Você sempre quis muito mais do que havia ali, prostrado ali, sedimentado ali. Porém, uma coragem nula habitava todo o cômodo da casa na qual você insistia em permanecer, escutando coisas que nunca quis e fazendo escolhas que nunca foram de fato suas. Esperava sempre pela hora certa que nunca havia chegado até então – e, mais tarde, naquele dia ainda, você entenderia que não havia isso de hora certa, lugar certo, homem certo. Tudo que brilhava à noite pela cidade lhe causava medo, desde as sirenes até os outdoors. Os meninos jogavam bola todos os dias de tardezinha no terreno vazio que existia no bairro. Às vezes, voltando do trabalho, você os acompanhava com os olhos enquanto caminhava para casa. Até sentia vontade de parar, sentar um tanto perto – mas não muito para não levar uma bolada na testa. Sempre gostou de futebol e entendia tão bem quanto todos os machos da casa, mas acostumou-se a silenciar os gols no quarto, porque ficava constrangida com as risadas sobre o seu time. Era firme quando se tratava de escolher o melhor para todos – irmãos, primos, mãe, padrasto, avós. Todos ali amontoados num mesmo terreno, e você num mesmo cômodo que metade deles, divididos apenas por uma cortina improvisada de lençol.
A única coisa legitimamente sua, que não se dividia, que não se revezava, era uma almofada antiga, de quando você ainda tinha cinco e seus irmãos nem eram nascidos. O desenho é da sailor moon, cujo nome você só aprendeu a escrever porque o tecido escrito lhe encarava dia e noite. E ainda encara, mais desbotado, sim, sem dúvidas, mas encara. O cabelo loiro dela, os olhos azuis dela: nada em você. E a verdade é que você nem se lembra de quando foi mesmo que assistiu ao desenho, e se assistiu – porque o que importa é de quem veio o presente. A almofada, mesmo agora desgastada, habitava, durante o dia, uma estante de plástico comprada nas lojas americanas que ocupava o canto do que se podia chamar de sala. Talvez ela tivesse mais lugar na casa do que você mesma. E tudo bem, porque você acreditava – depois esqueceu, mas até ali acreditava – que as pessoas não pertencem aos espaços, que são do mundo e assim devem permanecer sendo.

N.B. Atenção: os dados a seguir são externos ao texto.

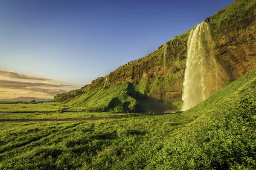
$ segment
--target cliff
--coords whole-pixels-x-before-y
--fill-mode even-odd
[[[236,0],[206,19],[214,40],[219,89],[256,68],[256,0]],[[182,103],[187,42],[192,28],[90,85],[56,95],[53,101],[80,107],[84,111],[178,109]],[[126,92],[110,95],[112,88]],[[101,95],[106,93],[108,96]],[[120,98],[120,95],[124,96]],[[100,103],[97,102],[101,99]],[[91,105],[93,100],[94,105]]]

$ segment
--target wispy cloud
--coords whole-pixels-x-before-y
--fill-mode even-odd
[[[55,96],[57,94],[65,93],[67,91],[60,89],[47,89],[38,87],[29,87],[24,89],[34,92],[42,93],[50,96]]]
[[[72,85],[45,82],[19,82],[0,80],[0,88],[3,88],[23,89],[29,87],[72,87]]]
[[[41,77],[30,76],[29,75],[19,74],[17,73],[9,71],[3,71],[0,70],[0,76],[12,78],[13,79],[19,79],[29,80],[41,80],[41,81],[52,81],[53,79],[46,79]]]

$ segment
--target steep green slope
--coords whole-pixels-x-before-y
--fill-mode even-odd
[[[144,95],[137,88],[129,82],[116,83],[109,88],[104,87],[94,93],[82,94],[66,104],[76,106],[70,112],[152,112],[174,109],[171,104],[165,105],[163,100]]]
[[[236,0],[205,20],[210,25],[215,45],[219,89],[256,68],[256,0]],[[175,106],[172,109],[178,108],[182,103],[187,42],[192,29],[175,37],[145,57],[120,67],[107,76],[99,77],[80,89],[57,95],[53,101],[67,102],[78,97],[68,105],[88,105],[86,102],[87,97],[99,93],[103,87],[111,88],[116,83],[128,82],[133,84],[136,91],[148,98],[161,100],[162,104],[167,104],[166,108],[173,105]],[[122,87],[119,86],[121,88],[119,91],[124,90]],[[98,96],[100,96],[98,94]],[[137,102],[139,102],[140,99],[133,97]],[[84,102],[77,103],[75,102],[77,100]],[[102,105],[106,107],[109,100],[102,103]],[[120,103],[122,105],[123,102]],[[134,110],[145,110],[138,108]]]
[[[0,124],[0,169],[256,168],[256,70],[181,113]]]

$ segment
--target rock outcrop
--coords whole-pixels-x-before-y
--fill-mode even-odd
[[[236,0],[205,21],[210,26],[214,41],[221,89],[256,68],[256,0]],[[128,82],[143,95],[178,106],[182,102],[191,29],[145,57],[118,68],[108,75],[106,81],[106,76],[98,78],[80,89],[57,95],[54,100],[70,101],[99,91],[105,83],[111,88]]]

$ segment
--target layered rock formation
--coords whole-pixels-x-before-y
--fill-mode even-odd
[[[215,43],[221,89],[256,68],[256,0],[236,0],[205,21],[210,26]],[[104,85],[110,88],[128,82],[143,97],[178,108],[182,103],[187,43],[192,29],[145,57],[119,67],[107,79],[107,76],[98,78],[80,89],[56,95],[54,101],[82,106],[87,100],[78,103],[72,102],[73,99],[99,93]],[[136,99],[137,96],[128,94]]]

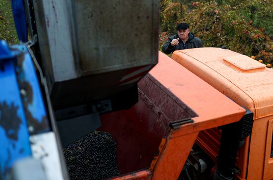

Nunca saiu da sua própria cidade, nem mesmo para fazer seu RG. Deu sorte que, quando precisou do documento, já existia um faça fácil próximo ao terminal de ônibus, para onde você conseguia ir até mesmo caminhando – não que fosse perto, mas geralmente se ia andando. Nasceu ali, cresceu ali, arranjou um emprego no supermercado do bairro vizinho. Todo dia acordava às seis para entrar às sete e sair às oito, só que da noite. Todo mundo lá não lhe dá menos de vinte, mas você tem no registro apenas dezoito. Queria fazer pedagogia, sem entender direito o que isso queria dizer, mas queria. Ouviu uma professora, uma vez, dizer que, para dar aula que nem ela, era necessário ser formada em pedagogia. Não esqueceu, na época até anotou no caderno sem capa alegre, apenas azul com lugar para pôr o nome.
Adiou muito procurar saber sobre faculdade e essas coisas que sua mãe dizia ser para gente mais velha, que você precisava trabalhar para ter experiência de vida. Aceitou facilmente a carteira assinada que lhe entregaram junto com um cartão de vale transporte branco, vermelho e com uns desenhos em verde atrás. Às vezes, ia andando para o serviço para poder levar seu irmão pequeno no shopping de ônibus no domingo. Ele tinha um fascínio esquisito por andar de ônibus que você nunca entendeu, mas também nunca deixou de alimentá-lo. Quando chegavam lá, as vitrines eram sempre as mesmas e ele nem ligava, pois já ansioso para pegar o ônibus de volta para casa – ele gostava era do caminho.